With this replacement, the expression in question becomes
\begin{align}
F(x_i,y_i,\lambda_i)
&= \sum_{i=1}^n \lambda_i(q y_i + n_i)^2 + q^2 - \frac{(\sum_{i=1}^n\lambda_i(q y_i + n_i)y_i)^2}{\sum_{i=1}^n\lambda_iy_i^2}\\
&= q^2\sum_{i=1}^n \lambda_i y_i ^2 + 2q \sum_{i=1}^n \lambda_i y_i n_i + \sum_{i=1}^n \lambda_i n_i^2 + \\
&\qquad + q^2- \frac{(q \sum_{i=1}^n\lambda_i y_i^2 + \sum_{i=1}^n\lambda_in_iy_i)^2}{\sum_{i=1}^n\lambda_iy_i^2}\\
&= q^2\sum_{i=1}^n \lambda_i y_i ^2 + 2q \sum_{i=1}^n \lambda_i y_i n_i + \sum_{i=1}^n \lambda_i n_i^2 + \\
&\qquad + q^2- q^2 \sum_{i=1}^n\lambda_i y_i^2 - 2q \sum_{i=1}^n\lambda_in_iy_i -\frac{(\sum_{i=1}^n\lambda_in_iy_i)^2}{\sum_{i=1}^n\lambda_iy_i^2}\\
&= \sum_{i=1}^n \lambda_i n_i^2 + q^2 -\frac{(\sum_{i=1}^n\lambda_in_iy_i)^2}{\sum_{i=1}^n\lambda_iy_i^2}
\end{align}
Structurally, this looks strikingly similar to the original formulation. The difference (which we will exploit) is that the vector $(n_i)$ has a relation to the $q$, which was not present before.
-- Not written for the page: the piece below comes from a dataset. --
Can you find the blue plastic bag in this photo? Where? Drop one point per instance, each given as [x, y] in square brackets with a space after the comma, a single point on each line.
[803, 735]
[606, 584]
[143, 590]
Replacing $q^2 = 1 - \sum_{i=1}^n n_i^2 $ (we had computed that already above) and bounding $\frac{(\sum_{i=1}^n\lambda_in_iy_i)^2}{\sum_{i=1}^n\lambda_iy_i^2} \ge 0$ gives
\begin{align}
F(x_i,y_i,\lambda_i) &\le \sum_{i=1}^n \lambda_i n_i^2 + 1 - \sum_{i=1}^n n_i^2
\\ &\le \lambda_n \sum_{i=1}^n n_i^2 + 1 - \sum_{i=1}^n n_i^2
\\
&= 1 + (\lambda_n - 1)\sum_{i=1}^n n_i^2
\end{align}
Further, we have that $\lambda_n - 1 \ge 0 $ and $\sum_{i=1}^n n_i^2 = 1 -q^2 \le 1$, so we can conclude
$$
F(x_i,y_i,\lambda_i) \le 1 + (\lambda_n - 1) = \lambda_n
$$
which is the desired result for the right inequality. This completes the proof. $\qquad \square$
Some interpretation: The bounding $\frac{(\sum_{i=1}^n\lambda_in_iy_i)^2}{\sum_{i=1}^n\lambda_iy_i^2} \ge 0$ gives rise to the conclusion that this term is "not important" so it could be bounded away. This is the case, since without the $\lambda_i$, this term would become zero, as $\sum_{i=1}^n n_iy_i = 0$. Indeed, few computer simulations show that, for various choices of the $\lambda_i$, the maximum of the expression in question will be obtained when the vector $x$ is chosen almost perfectly perpendicular to the vector $y$, hence $x \simeq n$, which means that the discussed bounding is "save" as the term becomes small and thus doesn't produce much difference to the true result.